One of the most difficult aspects of post-acute care in treatment is repairing troubled relationships. So many variables must be addressed; there is simply not room enough in a simple blog to cover them all. But there are a couple of basics that seem to come up more commonly than not, and that’s what we can address here.
Don’t take all the advice you hear in rehab: So much interaction takes place in treatment, and much of it between patients. If you tell your troubles to your new comrades, realize that they may not be coming from a firm foundation in giving you advice. Their issues may be similar to yours, but theirs is definitely not your relationship. In addition to that, they just may be in a more vulnerable place than you, which can often render their advice useless. You might get lucky and get some sage advice from another resident; it does happen. But you’re on firmer ground listening to counseling staff and certified clinicians, rather than what you hear in the smoking area between groups.
Figure out if the relationship can be saved: I know; easier said than done. It’s definitely part of the hardest work you can do in treatment but remember, you are afforded a rare opportunity here.
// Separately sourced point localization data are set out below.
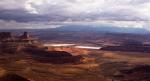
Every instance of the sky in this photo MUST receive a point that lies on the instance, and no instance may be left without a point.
(56, 13)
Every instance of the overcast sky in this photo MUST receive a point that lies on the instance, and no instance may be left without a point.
(55, 13)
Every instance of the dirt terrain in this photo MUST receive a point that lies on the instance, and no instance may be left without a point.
(105, 67)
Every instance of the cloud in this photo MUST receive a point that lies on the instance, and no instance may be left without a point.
(120, 11)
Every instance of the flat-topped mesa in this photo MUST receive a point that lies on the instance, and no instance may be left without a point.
(26, 38)
(11, 43)
(5, 36)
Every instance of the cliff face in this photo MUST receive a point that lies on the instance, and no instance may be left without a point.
(72, 50)
(12, 77)
(54, 57)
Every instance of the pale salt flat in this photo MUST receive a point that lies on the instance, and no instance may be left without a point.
(59, 45)
(88, 47)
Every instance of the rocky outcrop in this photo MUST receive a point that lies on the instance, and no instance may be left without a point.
(54, 57)
(12, 77)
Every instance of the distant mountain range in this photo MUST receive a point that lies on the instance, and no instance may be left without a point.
(103, 28)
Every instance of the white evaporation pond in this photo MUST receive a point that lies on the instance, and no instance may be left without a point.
(59, 45)
(88, 47)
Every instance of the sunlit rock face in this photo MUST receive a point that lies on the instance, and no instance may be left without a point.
(12, 77)
(71, 48)
(54, 57)
(88, 47)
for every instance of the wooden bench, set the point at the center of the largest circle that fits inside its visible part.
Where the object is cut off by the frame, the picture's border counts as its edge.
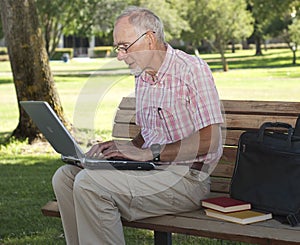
(240, 116)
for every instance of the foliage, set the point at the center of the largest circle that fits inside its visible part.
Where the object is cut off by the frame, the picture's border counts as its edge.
(76, 17)
(174, 19)
(269, 22)
(219, 22)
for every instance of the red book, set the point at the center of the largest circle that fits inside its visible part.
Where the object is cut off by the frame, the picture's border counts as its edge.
(225, 204)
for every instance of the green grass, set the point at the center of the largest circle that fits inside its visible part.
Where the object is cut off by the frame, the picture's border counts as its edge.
(26, 171)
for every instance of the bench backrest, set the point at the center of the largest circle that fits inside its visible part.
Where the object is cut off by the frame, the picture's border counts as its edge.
(239, 117)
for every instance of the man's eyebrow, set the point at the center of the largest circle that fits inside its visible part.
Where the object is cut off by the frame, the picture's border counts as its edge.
(121, 43)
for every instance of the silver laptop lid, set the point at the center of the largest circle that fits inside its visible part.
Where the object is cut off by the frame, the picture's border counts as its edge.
(52, 128)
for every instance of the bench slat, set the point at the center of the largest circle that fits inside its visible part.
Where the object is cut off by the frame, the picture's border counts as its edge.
(242, 106)
(240, 116)
(196, 223)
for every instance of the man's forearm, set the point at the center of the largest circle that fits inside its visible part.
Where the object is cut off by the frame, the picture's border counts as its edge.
(138, 141)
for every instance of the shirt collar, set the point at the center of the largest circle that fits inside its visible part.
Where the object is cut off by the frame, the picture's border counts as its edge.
(152, 80)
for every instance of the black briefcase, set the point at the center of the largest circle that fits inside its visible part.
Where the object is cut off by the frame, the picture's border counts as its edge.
(267, 170)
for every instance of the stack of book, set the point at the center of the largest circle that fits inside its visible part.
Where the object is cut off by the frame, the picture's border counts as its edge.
(233, 210)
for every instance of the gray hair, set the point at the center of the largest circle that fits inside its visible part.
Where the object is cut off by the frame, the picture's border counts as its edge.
(144, 20)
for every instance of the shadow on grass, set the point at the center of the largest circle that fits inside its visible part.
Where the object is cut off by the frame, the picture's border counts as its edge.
(25, 186)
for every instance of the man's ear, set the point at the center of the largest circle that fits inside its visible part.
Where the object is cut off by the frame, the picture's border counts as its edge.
(151, 40)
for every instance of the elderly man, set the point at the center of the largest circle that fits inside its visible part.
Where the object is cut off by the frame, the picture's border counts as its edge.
(178, 110)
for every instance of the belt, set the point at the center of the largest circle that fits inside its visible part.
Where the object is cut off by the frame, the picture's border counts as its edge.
(197, 165)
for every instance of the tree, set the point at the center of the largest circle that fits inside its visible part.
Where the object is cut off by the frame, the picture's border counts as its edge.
(294, 30)
(76, 17)
(219, 22)
(29, 62)
(264, 13)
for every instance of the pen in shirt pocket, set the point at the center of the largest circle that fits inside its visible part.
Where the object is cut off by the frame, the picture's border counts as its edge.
(162, 117)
Chances are you are going to be separated from your loved one for a period during your initial treatment (this is not necessarily a bad thing, either) and this is an opportune time to weigh these all-important issues. Is your relationship based in co-dependent drug use? Can your relationship survive with both of you sober, or one of you sober? These are the kinds of questions that only you can answer. But you just may be able to start to now.
Another important thing to realize is that often times even sober partners actually have greater control of the addict when they are in their disease, despite the fact that they may be the ones demanding them to get sober. What they are going to get back when you return from treatment is virtually a new person, one with perhaps more independence than they had before. And guess what? They might not like that person as much. In some ways, you may have been easier to control when you were using. However, if your relationship can withstand this, there is a much better chance of it flourishing after treatment.
Letting go of a broken relationship: Many relationships end after one completes treatment; more than you might think. And more often than not, it’s due to these unions being based on co-dependent drug or alcohol abuse from jump street. You just may have to let go for your own or mutual survival. It’s a sad and sorry fact of life for many, but as people are prone to say these days, “it is what it is…”
Counseling / therapy: This is your key right here. Aside from rigorous honesty, the work you need to do is going to be done with the assistance of either a treatment clinician and/or a couples therapist. Al Anon also is highly recommended here, both during and after treatment. The fact of the matter is that repairing a relationship after treatment is going to be an ongoing process that is going to take years and decades…not weeks and months.